Closed runninghack closed 3 years ago
What are your performance results? Which hyperparameters have you adjusted in the configuration file?
@runninghack
Thank you for your response. @zhangjiajin
What are your performance results?
Test accuracy 93.41% on CIFAR-10 (it was supposed to be 96.6% according to the paper)
Which hyperparameters have you adjusted in the configuration file?
Generator hyperparameters in Table 3 in the paper: WS(8, 5, 0.6), ER(1, 0.7), WS(5, 4, 0.2)
Other settings are as follows:
As the fullytrain pipeline is not included in the default yml file, I had to set the above settings by myself. Everything else stays as default. I'm not sure what else needs to be adjusted to achieve the 96.6% top-1 accuracy.
Thank you for pointing out this. I'll consult with my colleagues. @runninghack
@runninghack Thanks for your interest in NAGO.
I'm not sure what else needs to be adjusted to achieve the 96.6% top-1 accuracy. The discrepancy in the test accuracy is likely due to the lr_scheduler setting which should be:
- lr_scheduler: CosineAnnealing (target min lr=0 at the end of 600 epochs)
Two other hyperparameters are set following the DARTS set-up (very likely you have already used these values but I'll list them below just in case):
I think these should address the problem.
Thanks for the info. @rubinxin
Using CosineAnnealing does improve the performance. However, I still cannot get good enough performance on CIFAR-10 as described in the paper. I've trained several models and got test accuracy between 94.591 and 95.252. It's not even as good as HNAG-RS so I assume there's still something wrong with my .yml file.
My fullytrain pipeline configuration is as follows:
fullytrain:
pipe_step:
type: FullyTrainPipeStep
models_folder: #Path with the desc file#
trainer:
type: Trainer
epochs: 600
optimizer:
type: SGD
params:
lr: 0.025
momentum: 0.9
weight_decay: !!float 3e-4
lr_scheduler:
type: CosineAnnealingLR
params:
T_max: 600.0
eta_min: 0.000
grad_clip: 5.0
dataset:
type: Cifar10
common:
batch_size: 96
train_portion: 0.9
train:
cutout_length: 16
and the desc file is as follows:
{"modules": ["custom"],
"custom": {"type": "NAGO", "stage1_ratio": 0.33, "stage2_ratio": 0.33, "stage3_ratio": 0.33,
"ch1_ratio": 1, "ch2_ratio": 2, "ch3_ratio": 4,
"n_param_limit": "4.0e6", "image_size": 32, "num_classes": 10,
"G3_P": 0.2, "G3_K": 4, "G3_nodes": 5,
"G2_P": 0.7, "G2_nodes": 1,
"G1_P": 0.6, "G1_K": 5, "G1_nodes": 8}}
Can you spot anything different from yours?
Just saw the vega 1.3 update.

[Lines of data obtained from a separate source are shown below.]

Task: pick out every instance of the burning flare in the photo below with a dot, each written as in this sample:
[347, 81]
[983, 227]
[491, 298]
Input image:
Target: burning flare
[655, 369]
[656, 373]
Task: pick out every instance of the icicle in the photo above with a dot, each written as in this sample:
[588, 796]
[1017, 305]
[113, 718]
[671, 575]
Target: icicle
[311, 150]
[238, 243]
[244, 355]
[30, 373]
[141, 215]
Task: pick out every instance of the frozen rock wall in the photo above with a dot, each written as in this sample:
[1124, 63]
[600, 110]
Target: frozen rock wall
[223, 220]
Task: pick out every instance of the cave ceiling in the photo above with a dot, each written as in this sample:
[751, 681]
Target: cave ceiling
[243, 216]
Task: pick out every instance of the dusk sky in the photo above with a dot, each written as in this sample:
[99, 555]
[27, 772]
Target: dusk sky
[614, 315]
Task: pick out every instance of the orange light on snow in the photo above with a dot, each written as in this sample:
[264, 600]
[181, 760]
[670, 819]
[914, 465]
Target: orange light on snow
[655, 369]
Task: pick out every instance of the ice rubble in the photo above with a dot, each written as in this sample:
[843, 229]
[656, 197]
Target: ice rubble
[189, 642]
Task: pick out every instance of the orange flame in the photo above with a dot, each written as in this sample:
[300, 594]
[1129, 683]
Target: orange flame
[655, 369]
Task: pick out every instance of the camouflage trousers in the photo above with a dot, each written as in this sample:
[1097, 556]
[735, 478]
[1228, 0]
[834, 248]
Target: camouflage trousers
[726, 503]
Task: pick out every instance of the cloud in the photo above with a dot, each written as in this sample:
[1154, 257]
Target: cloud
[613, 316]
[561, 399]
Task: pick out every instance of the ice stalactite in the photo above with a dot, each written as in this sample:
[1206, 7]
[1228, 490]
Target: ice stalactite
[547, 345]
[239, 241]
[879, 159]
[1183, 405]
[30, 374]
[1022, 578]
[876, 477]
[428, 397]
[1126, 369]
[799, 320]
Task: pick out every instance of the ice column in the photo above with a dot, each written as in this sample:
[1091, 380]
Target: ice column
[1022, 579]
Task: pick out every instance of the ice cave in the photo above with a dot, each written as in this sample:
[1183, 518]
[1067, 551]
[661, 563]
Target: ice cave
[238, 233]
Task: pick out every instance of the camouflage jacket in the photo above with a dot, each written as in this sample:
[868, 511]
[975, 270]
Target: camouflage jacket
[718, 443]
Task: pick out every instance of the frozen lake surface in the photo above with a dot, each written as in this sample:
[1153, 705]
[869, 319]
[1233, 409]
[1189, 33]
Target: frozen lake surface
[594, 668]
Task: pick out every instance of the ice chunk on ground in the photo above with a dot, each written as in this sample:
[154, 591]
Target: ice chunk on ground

The fullytrain pipeline is still missing for NAGO tho.
Thanks for the info. @rubinxin
Using CosineAnnealing does improve the performance. However, I still cannot get good enough performance on CIFAR-10 as described in the paper. I've trained several models and got test accuracy between 94.591 and 95.252. It's not even as good as HNAG-RS so I assume there's still something wrong with my .yml file.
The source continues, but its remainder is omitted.